Patient data privacy should be a focus of patient safety, say industry insiders
 

Not that many people would have heard about it, but September 17 was World Patient Safety Day, and the United Nations used the day to try to put more momentum into its Medication Without Harm challenge. Representatives of Jumio and Aware are arguing that biometrics can help address long-standing problems while improving patient care.

Biometric identification is a major focus of the effort because the aid for one person can be the demise of another.

In fact, of the total preventable harm that patients globally suffer due to unsafe care, medication-related injury is the biggest danger, according to the UN’s World Health Organization.

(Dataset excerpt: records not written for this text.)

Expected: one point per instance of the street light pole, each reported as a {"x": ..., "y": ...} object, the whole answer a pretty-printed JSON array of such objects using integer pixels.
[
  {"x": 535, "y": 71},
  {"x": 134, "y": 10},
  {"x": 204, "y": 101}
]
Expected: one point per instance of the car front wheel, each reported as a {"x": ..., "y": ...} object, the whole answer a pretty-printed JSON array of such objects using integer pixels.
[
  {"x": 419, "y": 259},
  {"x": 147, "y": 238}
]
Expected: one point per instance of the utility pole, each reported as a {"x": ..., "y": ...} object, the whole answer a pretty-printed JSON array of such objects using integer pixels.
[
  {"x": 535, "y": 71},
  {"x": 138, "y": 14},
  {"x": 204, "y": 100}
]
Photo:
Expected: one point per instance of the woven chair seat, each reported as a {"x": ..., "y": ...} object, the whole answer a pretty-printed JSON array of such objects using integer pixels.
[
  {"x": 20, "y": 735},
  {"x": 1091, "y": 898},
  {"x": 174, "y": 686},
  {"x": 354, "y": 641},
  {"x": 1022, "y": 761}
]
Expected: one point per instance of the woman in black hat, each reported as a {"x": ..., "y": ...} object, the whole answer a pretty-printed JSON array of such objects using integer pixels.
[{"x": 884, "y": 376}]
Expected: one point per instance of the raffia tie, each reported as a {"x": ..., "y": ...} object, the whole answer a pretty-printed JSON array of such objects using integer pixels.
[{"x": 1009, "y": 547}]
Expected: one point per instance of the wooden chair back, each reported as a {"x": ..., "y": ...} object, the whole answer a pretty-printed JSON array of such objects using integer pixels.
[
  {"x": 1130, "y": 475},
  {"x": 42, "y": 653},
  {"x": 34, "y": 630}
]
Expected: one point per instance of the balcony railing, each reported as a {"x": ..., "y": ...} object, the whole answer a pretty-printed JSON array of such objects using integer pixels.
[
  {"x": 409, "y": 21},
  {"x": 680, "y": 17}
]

In a guest article written for Indian trade publication Financial Express Health Care, a medical superintendent with Aakash Healthcare listed six areas of focus that must be at the core of patient safety.

Four dealt with patient identity: effective communication, personal information security, medication safety and identify patients correctly. (The other two were avoiding falls and managing infections.)

Many surgical patients, on the day of their operation, are asked to tell the medical team, for instance, which limb is being worked on – sometimes, they are asked to draw an X on their own limbs.

Doctors (and their insurance carriers) want the best identification possible in these situations to prevent performing surgery on the wrong limb or even the wrong person.

That cannot be done with medications, which is why biometrics increasingly are looked at as a solution to minimizing prescribing errors. The WHO, citing United Kingdom research, found that between November 2003 and July 2005, 236 “incidents and near misses” involving missing wristbands or incorrect wristbands.

Besides avoiding harmful mistakes, medication errors are estimated to cost the world economy $42 billion annually.

The WHO has created posters and other materials for those involved in giving patients medicine, and they carry a message that is familiar to most everyone in the digital ID community. “Before you give it … Know. Check. Ask.”

And not only at check-in, according to a guest article by Jumio Chief of Digital Identity Philipp Pointner in news publication Business Leader. All the same biometric identification can and arguably should be a part of a patient’s entire stay, at least during transitions like to the operating room and back.

In the United States, the Democrats are trying to retake the momentum on health care issues, although it is a coin toss right now whether they will be able to that agenda in the near future as mid-term elections loom.

An article in political news publication Politico lists health care-related issues dear to a significant segment of Democratic voters, including patient IDs and abortion data privacy.

Another attempt to lift the ban on putting federal money to a national patient ID system is on the agenda again for this session, after falling short last year.

It might be that some health care organizations are waiting for Washington to make the choice of adopting biometrics for them. They have a number of sticking points all their own.

Industry executives are leery of pushing biometric identification schemes on consumers. How leery is up for debate, but executives would like to avoid having that conversation every day with frightened, confused and otherwise non-compliant consumers enter their facilities.

In a guest article by Aware CEO Bob Eckel and posted by HIT Consultant Media, Eckel makes a valid point in that the health care industry has been burned by incompatible information technology. More digitized health services could be an opportunity to bring the benefits of biometric security to the sector, he argues.